0

I am running hive external table queries. Issue: 'Select * from table1' row count which hive shows is different 'Select count(*) from table1'. It should match but not matching not sure why? Result match for small data 20 MB or so but not for Big table i.e 600 MB they do not match..Any one has faced this issue ??

Below are some queries I ran to show the result. My source file is RDS file which I convert to csv file and upload it to HDFS and create external table. enter image description here

additional details

Note: I only face this issue for big files e.g. size 200 MB or more but for small files e.g 80 MB there is no ussue.

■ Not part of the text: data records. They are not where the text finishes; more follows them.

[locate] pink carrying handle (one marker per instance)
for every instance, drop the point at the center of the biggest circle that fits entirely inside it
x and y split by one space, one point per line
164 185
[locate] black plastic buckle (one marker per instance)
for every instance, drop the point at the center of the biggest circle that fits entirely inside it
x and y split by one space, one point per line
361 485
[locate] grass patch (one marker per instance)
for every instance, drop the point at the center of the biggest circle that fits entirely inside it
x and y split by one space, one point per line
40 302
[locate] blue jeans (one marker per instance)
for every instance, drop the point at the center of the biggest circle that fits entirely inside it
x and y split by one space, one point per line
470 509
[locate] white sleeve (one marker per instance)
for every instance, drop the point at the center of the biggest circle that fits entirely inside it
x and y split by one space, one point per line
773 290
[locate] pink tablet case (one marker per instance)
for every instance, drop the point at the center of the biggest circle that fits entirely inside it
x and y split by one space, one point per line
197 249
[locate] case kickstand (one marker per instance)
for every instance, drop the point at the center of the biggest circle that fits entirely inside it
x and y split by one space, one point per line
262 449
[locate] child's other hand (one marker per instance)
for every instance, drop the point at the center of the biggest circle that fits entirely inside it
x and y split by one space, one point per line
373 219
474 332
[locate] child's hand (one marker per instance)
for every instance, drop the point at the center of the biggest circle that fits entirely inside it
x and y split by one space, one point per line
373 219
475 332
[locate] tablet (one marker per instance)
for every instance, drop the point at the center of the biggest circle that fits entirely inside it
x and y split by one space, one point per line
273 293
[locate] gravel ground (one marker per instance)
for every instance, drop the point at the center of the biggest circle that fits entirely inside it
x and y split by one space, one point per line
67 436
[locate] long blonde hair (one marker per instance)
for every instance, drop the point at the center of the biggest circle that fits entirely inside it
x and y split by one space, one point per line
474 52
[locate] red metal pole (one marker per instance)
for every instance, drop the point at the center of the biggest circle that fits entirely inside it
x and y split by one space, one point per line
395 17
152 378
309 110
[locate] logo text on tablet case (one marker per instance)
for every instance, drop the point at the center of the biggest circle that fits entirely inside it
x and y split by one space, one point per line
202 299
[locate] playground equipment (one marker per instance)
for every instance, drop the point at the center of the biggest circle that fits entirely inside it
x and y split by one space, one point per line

SELECT count(*) FROM dbname1.cy_tablet where Ranid Is NULL # Zero results
Tokci
  • 1,220
  • 1
  • 23
  • 31
  • How do you know the count of rows when you do `select * from ...`? – GMB Sep 10 '20 at 10:20
  • @GMB it shows when you run query in Hive command line Interface. It shows number of rows and time taken to fetch them.I have included same in screenshot – Tokci Sep 10 '20 at 10:53
  • Probably this figures are just estimates, hence the different results when there are lots of rows. `select count(*)` gives you the real count. – GMB Sep 10 '20 at 10:57
  • @GMB When I do 'Select ranid from dbname1.cy_tablet;' then also row count is different. – Tokci Sep 10 '20 at 11:14
  • 2
    See this answer: https://stackoverflow.com/a/39914232/2700344 – leftjoin Sep 10 '20 at 11:15
  • @leftjoin I tried all steps except 'Analyze Table syntax' as it is throwing permission error BUT my results remain same as mentioned in question screenshot for oher 2 steps. First set hive.compute.query.using.stats=False; ran all queries ,no change in result,then did set hive.stats.autogather=true; and ran all queries no change in results. – Tokci Sep 10 '20 at 12:03
  • What data format does your table use? – mazaneicha Sep 10 '20 at 19:18
  • @mazaneicha csv format and one file for a External Hive table – Tokci Sep 11 '20 at 05:06
  • 1
    I would check if you have empty extra line at the end of your .csv. That would explain why line count (returned by `count(*)` doesnt match the count when you try to convert lines to actual fields (`select ranid...`). – mazaneicha Sep 11 '20 at 13:36
  • @mazaneicha I get zero rows for SELECT count(*) FROM dbname1.cy_tablet where Ranid Is NULL – Tokci Sep 11 '20 at 17:36
  • can you just run a `$ grep -cv "^$" your_file.csv` to check for empty lines? – mazaneicha Sep 11 '20 at 18:21
  • @mazaneicha above command returned one row 1005501. I then cleaned it using grep -v '^$' yourfile.csv > yourfile_fixed.csv and again ran $ grep -cv "^$" your_file.csv got 1005501 again – Tokci Sep 12 '20 at 10:59
  • @mazaneicha I face this issue for Big files e.g 200 MB and not small file 80 MB. Sometimes differences is of 5 – Tokci Sep 12 '20 at 11:59
  • @mazaneicha I viewed file in excel it shows no blank rows in very last – Tokci Sep 12 '20 at 12:08

1 Answers1

0

We resolved the issue and all count match now. We removed headers in our csv file used as source to Hive External tables, by using col_names = FALSE

write_delim(df_data,delim = "|",col_names = FALSE, output_file)#

Removed following line from CREATE EXTERNAL TABLE command

TBLPROPERTIES('skip.header.line.count'='1'

Above steps resolved our issue.

The issue was happening in big files. In our site HDFS block size is 128MB, if we divide file size by 128MB gives us a number , I was getting same as difference. So I think the issue was with headers.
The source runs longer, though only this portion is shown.